What is the concept behind the world's first eco-label for sustainable and transparent software?
Increased demands on software often lead to unnecessarily high hardware energy consumption and premature hardware replacement. This is a huge environmental problem, as the annual amount of electronic waste is increasing worldwide. In 2020, each EU citizen generated an average of around 10.5 kilograms of e-waste per capita (https://www.destatis.de/Europa/DE/Thema/Umwelt-Energie/Elektroschrott.html).
Furthermore, ata-intensive formats and ever-increasing volumes of data are placing an unnecessary burden on transmission networks and creating considerable storage requirements in data centers. The software-related obsolescence of hardware is very often a consequence of inefficient software, which is largely responsible for the huge amounts of electronic waste being generated in the first place.
To optimize software and make it more sustainable, the first step is to create transparency about energy and resource consumption. The German Environment Agency has addressed this issue, among other things, by developing and introducing the Blue Angel for software in 2021/2022, where for the first time the energy and resource consumption of software could be made visible in a physical measurement laboratory.
The Blue Angel is an independent, governmental, and multi-criteria eco-label and, in addition to the transparency of energy and resource consumption, also includes criteria such as backward compatibility and user autonomy. In some cases, for example, the guarantee of security updates, but also the documentation of interfaces, and the disclosure of data formats are required. These criteria are intended to extend the hardware service life of the devices. The Blue Angel concept therefore demands the greatest possible transparency of software. To reduce the huge quantities of electronic waste, software must be made more sustainable and efficient in the future.
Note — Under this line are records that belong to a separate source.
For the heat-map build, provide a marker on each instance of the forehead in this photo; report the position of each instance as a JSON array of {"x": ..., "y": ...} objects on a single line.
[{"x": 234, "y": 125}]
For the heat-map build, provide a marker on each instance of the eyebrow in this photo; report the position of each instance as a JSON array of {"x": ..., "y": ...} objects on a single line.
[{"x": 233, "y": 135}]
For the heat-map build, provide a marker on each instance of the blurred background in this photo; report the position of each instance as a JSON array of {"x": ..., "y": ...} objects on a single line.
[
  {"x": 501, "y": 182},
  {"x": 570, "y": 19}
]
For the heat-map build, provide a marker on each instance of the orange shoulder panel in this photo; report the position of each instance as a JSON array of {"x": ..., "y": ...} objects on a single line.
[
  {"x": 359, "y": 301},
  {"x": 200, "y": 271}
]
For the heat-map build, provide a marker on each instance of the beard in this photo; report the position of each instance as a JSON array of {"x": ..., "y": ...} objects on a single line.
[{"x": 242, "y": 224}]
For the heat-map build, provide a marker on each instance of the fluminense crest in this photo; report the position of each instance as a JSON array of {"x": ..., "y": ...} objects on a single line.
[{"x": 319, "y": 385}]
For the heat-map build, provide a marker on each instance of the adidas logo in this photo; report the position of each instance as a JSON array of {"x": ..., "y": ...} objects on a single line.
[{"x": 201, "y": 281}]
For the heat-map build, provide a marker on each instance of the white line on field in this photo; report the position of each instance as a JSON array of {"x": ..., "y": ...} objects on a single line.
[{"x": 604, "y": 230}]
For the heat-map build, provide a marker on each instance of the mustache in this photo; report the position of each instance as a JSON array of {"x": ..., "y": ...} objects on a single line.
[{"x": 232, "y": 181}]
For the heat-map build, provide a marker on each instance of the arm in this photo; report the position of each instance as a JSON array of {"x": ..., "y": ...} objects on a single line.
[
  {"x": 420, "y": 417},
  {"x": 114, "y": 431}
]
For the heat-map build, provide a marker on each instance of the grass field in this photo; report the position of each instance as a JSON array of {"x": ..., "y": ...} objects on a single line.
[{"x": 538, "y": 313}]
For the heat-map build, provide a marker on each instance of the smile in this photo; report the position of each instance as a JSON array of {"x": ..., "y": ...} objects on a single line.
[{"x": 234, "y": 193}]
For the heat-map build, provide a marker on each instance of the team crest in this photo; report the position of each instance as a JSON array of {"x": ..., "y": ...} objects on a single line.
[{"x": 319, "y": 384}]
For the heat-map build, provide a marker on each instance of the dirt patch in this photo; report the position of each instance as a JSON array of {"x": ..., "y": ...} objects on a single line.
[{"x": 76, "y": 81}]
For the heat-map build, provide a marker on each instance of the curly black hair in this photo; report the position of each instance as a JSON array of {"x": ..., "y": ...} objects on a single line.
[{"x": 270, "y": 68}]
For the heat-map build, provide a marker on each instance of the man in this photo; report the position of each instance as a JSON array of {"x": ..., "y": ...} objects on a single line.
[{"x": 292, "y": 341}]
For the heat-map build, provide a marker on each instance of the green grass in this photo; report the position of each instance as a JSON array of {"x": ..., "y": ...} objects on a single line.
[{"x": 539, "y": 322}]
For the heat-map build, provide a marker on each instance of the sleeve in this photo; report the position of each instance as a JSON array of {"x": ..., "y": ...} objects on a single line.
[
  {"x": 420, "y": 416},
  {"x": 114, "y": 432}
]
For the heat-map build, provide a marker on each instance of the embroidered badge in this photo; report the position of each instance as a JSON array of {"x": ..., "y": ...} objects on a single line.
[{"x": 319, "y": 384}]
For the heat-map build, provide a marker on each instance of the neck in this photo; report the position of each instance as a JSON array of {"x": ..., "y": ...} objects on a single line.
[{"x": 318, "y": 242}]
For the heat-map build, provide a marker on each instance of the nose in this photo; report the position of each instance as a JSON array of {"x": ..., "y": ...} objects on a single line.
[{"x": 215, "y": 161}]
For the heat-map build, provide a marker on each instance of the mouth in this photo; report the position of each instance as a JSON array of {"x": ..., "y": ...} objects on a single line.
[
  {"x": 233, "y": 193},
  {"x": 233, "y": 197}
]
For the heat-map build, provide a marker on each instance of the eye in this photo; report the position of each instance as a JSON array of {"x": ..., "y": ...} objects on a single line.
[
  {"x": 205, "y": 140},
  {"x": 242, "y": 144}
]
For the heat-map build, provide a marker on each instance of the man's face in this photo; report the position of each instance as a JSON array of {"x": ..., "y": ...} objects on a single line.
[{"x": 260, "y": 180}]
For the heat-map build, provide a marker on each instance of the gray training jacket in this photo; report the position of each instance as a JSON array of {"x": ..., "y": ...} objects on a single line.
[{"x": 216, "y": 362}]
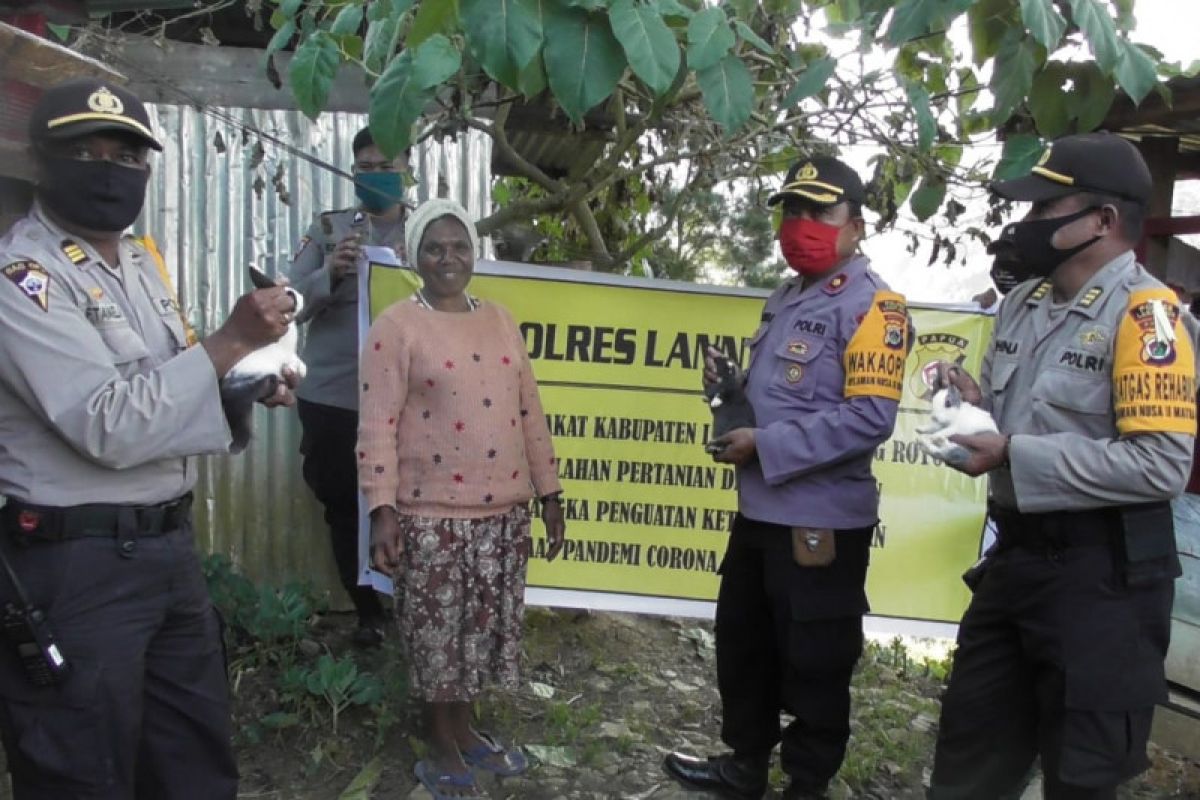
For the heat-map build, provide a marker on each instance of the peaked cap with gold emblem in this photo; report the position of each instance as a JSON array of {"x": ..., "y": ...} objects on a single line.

This presentation will introduce the Blue Angel and its criteria for software as well as the current expansion of its scope to include mobile apps and client-server software. It will show how such an eco-label can be used to raise awareness in the software community about the problems of energy and resource consumption of software. Open-source software, which is based on the disclosure and reuse of programming code, can be an important driver for the development of sustainable software. In the long term, the Blue Angel should encourage developers to program sustainable software using green coding methods, for example, and to change the software landscape in the direction of sustainable software.